Sway Bracket Jackets are heavy-duty plastic (or nylon, not sure) pads that slip over, and sit atop the horizontal surface of the L-brackets, on an Equal-i-zer brand WD hitch. They were sold on the Equal-i-zer website for a while, last year, and were designed to lessen the hitch noise (as the WD bar slides on top of the L-bracket). I bought a pair when I ordered my hitch. They have worked great for me, making a big difference in the noise level.

But some folks here on Outbackers, had some trouble with them. There were reports of them tearing and in some cases, ripping apart and coming off (at about $15 a pair). The manufacturer quit selling them shortly thereafter.

I have not had any problems with the pair I bought, and so far, on my test-bed pair that the manufacturer sent me. We drove 360 mile RT a week ago, to the Outbackers Rally in Galena, IL. The hitch was really quiet and the sway control worked great - and believe me - it was VERY windy all the way there and back! And they didn't show much sign of wear. Too bad I have to send them back at the end of the season. Then I'll have to go back to using mine!

If the test "jackets" work out OK, you might see them back on the market again. But I don't know for sure. (If they had no intention of bringing them back, whay would they be experimenting?)

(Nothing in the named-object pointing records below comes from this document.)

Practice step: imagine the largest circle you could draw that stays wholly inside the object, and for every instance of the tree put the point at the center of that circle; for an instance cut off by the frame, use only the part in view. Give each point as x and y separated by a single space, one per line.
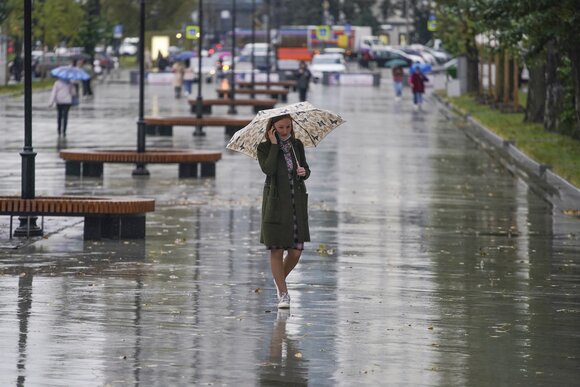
458 27
56 21
548 34
94 28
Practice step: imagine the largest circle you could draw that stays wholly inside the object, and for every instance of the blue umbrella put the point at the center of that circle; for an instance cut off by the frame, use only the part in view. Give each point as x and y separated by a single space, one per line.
70 73
424 67
183 55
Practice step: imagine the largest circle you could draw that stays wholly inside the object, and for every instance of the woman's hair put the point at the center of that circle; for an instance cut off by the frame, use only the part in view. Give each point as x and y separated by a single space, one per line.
273 120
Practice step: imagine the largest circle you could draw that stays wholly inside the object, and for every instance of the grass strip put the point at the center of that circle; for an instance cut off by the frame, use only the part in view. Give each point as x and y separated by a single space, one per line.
559 151
18 88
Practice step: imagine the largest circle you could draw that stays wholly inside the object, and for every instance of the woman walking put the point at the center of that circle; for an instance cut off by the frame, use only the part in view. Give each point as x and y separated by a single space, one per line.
284 202
417 82
62 95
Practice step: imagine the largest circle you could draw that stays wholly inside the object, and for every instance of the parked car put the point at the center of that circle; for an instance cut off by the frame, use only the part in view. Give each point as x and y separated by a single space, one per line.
323 63
48 61
259 49
244 62
208 69
129 46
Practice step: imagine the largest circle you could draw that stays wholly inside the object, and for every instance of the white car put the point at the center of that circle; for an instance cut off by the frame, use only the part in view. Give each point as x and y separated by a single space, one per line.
326 63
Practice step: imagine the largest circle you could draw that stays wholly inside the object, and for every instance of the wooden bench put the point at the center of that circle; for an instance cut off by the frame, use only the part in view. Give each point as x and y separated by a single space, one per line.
163 126
108 218
89 163
274 93
287 84
258 104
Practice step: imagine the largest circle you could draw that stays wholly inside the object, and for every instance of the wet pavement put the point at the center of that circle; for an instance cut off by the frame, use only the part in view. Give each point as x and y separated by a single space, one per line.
430 263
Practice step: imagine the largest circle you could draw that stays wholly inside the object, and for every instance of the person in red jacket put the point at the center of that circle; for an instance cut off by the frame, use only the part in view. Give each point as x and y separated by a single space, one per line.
417 82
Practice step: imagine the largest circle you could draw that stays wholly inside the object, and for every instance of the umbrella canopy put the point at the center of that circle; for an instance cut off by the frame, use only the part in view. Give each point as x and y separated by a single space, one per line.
310 124
69 73
396 62
424 67
184 55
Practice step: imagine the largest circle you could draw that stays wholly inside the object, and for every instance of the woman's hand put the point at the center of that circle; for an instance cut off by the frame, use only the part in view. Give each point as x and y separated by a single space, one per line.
272 136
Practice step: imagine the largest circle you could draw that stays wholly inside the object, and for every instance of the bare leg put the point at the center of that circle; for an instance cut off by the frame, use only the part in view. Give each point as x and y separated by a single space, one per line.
291 260
277 266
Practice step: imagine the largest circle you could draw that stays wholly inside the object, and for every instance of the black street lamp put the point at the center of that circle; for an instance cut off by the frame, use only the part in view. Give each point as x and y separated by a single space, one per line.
253 46
268 38
140 169
199 100
28 225
232 109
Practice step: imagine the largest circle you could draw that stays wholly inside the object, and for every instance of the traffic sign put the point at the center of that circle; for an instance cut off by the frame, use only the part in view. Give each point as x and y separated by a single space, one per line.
192 32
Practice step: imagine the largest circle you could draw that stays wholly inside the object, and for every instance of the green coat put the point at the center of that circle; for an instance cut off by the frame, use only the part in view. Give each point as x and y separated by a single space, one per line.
277 217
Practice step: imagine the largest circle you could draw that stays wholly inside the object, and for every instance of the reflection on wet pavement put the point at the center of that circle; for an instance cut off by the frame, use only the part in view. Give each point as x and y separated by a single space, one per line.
430 264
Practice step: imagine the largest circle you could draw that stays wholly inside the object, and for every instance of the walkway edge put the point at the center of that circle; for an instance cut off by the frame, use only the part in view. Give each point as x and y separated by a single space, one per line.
552 187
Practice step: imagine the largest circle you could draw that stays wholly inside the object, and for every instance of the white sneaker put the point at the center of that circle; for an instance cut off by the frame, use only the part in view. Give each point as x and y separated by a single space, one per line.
284 301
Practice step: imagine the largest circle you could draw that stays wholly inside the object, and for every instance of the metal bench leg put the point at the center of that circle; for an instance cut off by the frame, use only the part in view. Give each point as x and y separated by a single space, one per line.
199 131
187 170
72 168
207 169
114 227
159 130
231 129
92 169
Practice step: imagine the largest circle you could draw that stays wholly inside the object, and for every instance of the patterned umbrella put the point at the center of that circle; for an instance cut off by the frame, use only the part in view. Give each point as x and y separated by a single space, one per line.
70 73
310 124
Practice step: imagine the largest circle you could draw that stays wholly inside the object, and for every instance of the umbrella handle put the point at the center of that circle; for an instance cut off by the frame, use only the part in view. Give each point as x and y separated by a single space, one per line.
295 158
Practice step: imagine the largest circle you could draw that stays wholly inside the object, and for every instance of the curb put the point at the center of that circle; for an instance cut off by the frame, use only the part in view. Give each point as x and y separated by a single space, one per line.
549 185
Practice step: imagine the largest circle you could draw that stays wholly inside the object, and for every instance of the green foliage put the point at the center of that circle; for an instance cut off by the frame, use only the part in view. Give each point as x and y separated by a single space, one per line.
457 26
568 116
560 151
94 28
57 21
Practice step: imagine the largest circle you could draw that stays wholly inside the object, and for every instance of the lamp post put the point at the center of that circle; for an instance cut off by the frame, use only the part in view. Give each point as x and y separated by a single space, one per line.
232 109
268 39
199 99
253 46
140 169
28 225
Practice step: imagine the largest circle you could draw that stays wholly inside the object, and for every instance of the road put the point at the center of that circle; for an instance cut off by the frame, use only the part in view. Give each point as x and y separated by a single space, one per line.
430 263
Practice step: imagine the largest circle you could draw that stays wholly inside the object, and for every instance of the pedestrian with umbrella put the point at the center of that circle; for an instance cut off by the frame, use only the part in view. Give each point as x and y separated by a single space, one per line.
398 76
417 82
64 93
276 137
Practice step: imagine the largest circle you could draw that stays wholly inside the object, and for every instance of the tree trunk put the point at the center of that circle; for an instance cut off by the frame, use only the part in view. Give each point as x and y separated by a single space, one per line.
574 55
554 90
472 69
536 94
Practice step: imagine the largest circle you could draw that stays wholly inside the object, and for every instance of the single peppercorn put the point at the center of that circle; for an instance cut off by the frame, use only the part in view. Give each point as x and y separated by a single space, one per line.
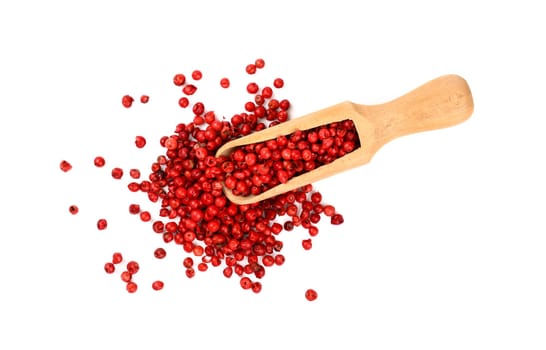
117 173
133 267
179 79
127 101
160 253
109 267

Hope the explanation helps.

Mike


----------



## shaela21 (Aug 16, 2005)

My hitch is usually fairly quiet, but this last trip was quite noisy. As I backed the trailer into the driveway, I thought I was going to wake the dead with squeaking, groinking and groaning. I removed the bars from the hitch, and found that some dirt had found its way in there and had embedded itself into the metal. There were two small beads of metal sticking out, and the cylinder where the bars go into the hitch were scored. So I took some emery paper and sanded the beads out, then cleaned up the cylinder scoring and sprayed dry lube into the holes, and onto the bars. Before I tow again, I will ensure that I check the holes and the bars before assembly.


----------



## jitch388 (Apr 19, 2008)

But do you dance in front of your kids friends.


----------



## skippershe (May 22, 2006)

jitch388 said:


> But do you dance in front of your kids friends.

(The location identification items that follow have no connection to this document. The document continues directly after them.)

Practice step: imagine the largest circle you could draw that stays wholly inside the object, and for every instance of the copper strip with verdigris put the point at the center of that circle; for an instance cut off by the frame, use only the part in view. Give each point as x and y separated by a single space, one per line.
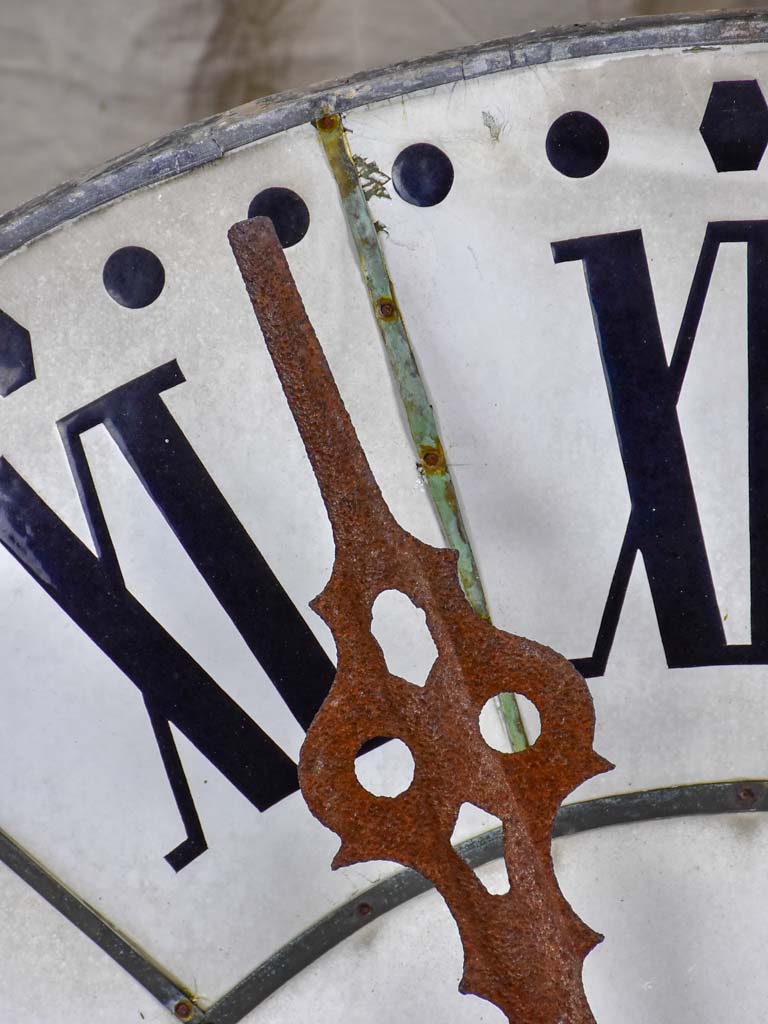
419 411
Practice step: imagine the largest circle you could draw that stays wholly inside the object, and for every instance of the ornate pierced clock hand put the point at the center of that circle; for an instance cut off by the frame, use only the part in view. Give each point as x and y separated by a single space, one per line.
523 950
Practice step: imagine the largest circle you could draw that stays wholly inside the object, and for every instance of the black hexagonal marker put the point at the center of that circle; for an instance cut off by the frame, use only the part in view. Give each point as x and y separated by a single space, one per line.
735 125
16 364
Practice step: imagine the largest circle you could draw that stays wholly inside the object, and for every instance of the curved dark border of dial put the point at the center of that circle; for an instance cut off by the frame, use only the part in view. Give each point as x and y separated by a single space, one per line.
210 139
684 801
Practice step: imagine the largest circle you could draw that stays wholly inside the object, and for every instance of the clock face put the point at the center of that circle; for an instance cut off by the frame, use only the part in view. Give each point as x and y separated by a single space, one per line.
576 229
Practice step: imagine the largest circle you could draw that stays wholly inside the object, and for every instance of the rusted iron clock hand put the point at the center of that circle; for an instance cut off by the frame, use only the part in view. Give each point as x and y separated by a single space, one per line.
523 950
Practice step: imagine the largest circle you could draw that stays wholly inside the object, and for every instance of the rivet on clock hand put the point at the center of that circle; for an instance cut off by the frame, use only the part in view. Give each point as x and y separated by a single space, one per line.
386 309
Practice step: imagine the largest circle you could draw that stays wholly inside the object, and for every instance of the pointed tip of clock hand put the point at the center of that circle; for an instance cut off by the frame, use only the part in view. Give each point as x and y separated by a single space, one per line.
349 491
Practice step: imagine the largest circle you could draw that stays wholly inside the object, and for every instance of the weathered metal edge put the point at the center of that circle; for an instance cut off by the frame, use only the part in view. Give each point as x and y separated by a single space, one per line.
418 410
90 923
710 798
208 140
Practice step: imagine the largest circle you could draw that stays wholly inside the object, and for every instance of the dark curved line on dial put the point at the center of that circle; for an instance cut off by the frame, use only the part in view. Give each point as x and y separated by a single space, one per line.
210 139
684 801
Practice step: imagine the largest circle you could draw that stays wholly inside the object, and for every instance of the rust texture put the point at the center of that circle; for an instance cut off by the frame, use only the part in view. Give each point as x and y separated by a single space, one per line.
523 950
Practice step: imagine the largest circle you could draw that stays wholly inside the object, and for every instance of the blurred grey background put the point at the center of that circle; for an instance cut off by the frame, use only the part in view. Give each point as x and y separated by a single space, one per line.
82 81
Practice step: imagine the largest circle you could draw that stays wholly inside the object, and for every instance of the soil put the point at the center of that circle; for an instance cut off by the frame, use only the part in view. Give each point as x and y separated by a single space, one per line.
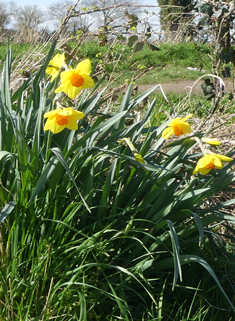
185 85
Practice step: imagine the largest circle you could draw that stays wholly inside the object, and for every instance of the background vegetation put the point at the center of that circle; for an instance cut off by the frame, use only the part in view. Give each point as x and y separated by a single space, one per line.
89 233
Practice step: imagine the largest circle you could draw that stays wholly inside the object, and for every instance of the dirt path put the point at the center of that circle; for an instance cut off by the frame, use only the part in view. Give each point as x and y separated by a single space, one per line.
184 86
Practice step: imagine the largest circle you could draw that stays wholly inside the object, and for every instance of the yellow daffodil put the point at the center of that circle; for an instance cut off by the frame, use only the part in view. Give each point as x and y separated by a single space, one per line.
178 127
210 141
139 158
59 119
74 80
210 161
54 65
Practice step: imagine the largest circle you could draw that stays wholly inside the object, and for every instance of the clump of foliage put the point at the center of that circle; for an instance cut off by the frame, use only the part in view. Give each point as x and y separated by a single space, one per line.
103 222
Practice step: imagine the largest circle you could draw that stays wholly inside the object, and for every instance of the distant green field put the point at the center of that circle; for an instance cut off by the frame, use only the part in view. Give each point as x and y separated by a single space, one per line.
171 61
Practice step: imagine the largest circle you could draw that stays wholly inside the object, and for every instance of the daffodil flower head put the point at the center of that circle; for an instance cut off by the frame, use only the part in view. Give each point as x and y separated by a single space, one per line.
177 127
210 141
210 161
74 80
54 65
59 119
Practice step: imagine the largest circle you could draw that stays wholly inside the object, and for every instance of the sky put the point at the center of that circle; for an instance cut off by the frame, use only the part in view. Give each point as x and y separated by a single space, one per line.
43 4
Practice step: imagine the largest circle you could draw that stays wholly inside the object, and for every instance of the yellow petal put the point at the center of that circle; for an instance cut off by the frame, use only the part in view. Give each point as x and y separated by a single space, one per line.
167 132
185 118
88 81
223 158
210 141
72 124
84 67
52 125
185 127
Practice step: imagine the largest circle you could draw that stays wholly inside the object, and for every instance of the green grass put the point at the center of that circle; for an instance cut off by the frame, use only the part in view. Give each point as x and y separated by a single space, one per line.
89 233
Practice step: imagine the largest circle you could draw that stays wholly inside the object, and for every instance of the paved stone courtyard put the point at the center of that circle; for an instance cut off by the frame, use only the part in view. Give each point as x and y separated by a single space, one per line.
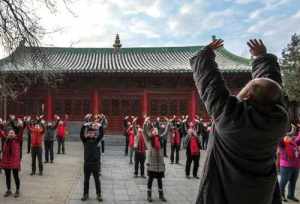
62 182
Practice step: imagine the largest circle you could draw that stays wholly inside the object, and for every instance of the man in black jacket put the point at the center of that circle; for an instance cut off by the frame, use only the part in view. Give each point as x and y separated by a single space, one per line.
91 134
49 137
240 165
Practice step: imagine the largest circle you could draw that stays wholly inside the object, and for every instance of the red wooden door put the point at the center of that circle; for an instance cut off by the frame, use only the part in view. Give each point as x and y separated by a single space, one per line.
168 104
116 107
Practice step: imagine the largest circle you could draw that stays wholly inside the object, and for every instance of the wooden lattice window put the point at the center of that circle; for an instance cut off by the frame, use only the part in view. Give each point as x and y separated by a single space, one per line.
115 107
154 107
106 108
59 107
68 106
136 107
173 107
164 110
86 106
183 107
125 107
77 107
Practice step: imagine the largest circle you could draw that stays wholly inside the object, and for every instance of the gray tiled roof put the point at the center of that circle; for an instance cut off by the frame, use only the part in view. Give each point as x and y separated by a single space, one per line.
151 59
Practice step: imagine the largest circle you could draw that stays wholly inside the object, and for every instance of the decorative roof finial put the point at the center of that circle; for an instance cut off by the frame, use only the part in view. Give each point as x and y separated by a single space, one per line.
117 45
213 37
22 42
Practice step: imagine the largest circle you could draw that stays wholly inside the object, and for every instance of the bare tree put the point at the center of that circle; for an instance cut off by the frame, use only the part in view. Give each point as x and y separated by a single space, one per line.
20 28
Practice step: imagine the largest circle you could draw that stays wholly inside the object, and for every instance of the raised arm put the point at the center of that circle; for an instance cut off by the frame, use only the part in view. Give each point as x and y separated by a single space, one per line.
264 65
209 80
100 134
82 133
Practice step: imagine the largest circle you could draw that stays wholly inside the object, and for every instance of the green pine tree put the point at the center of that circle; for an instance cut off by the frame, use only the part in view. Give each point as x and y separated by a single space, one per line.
291 68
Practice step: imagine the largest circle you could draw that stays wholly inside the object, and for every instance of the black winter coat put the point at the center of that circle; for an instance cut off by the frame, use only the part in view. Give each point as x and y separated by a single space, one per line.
240 164
91 149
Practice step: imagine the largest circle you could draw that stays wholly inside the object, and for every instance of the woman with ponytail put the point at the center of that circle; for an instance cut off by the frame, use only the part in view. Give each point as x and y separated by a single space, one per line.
11 161
156 165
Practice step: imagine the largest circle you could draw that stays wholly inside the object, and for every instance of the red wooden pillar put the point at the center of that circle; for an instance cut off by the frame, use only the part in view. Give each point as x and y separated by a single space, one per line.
95 102
145 103
49 104
193 109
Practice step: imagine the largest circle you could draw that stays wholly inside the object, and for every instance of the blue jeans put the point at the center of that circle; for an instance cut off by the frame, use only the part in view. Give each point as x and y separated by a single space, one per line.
288 175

Trust me...when our son is old enough to be embarrassed, I WILL dance in front of his friends! 
Disco lives on!!!


----------



## jitch388 (Apr 19, 2008)

skippershe said:


> But do you dance in front of your kids friends.


Trust me...when our son is old enough to be embarrassed, I WILL dance in front of his friends! 
Disco lives on!!!








[/quote]

Shake your booty......shake your booty......


----------



## n2striper (Jul 21, 2007)

Be sure to keep your ball lubed at all times.


----------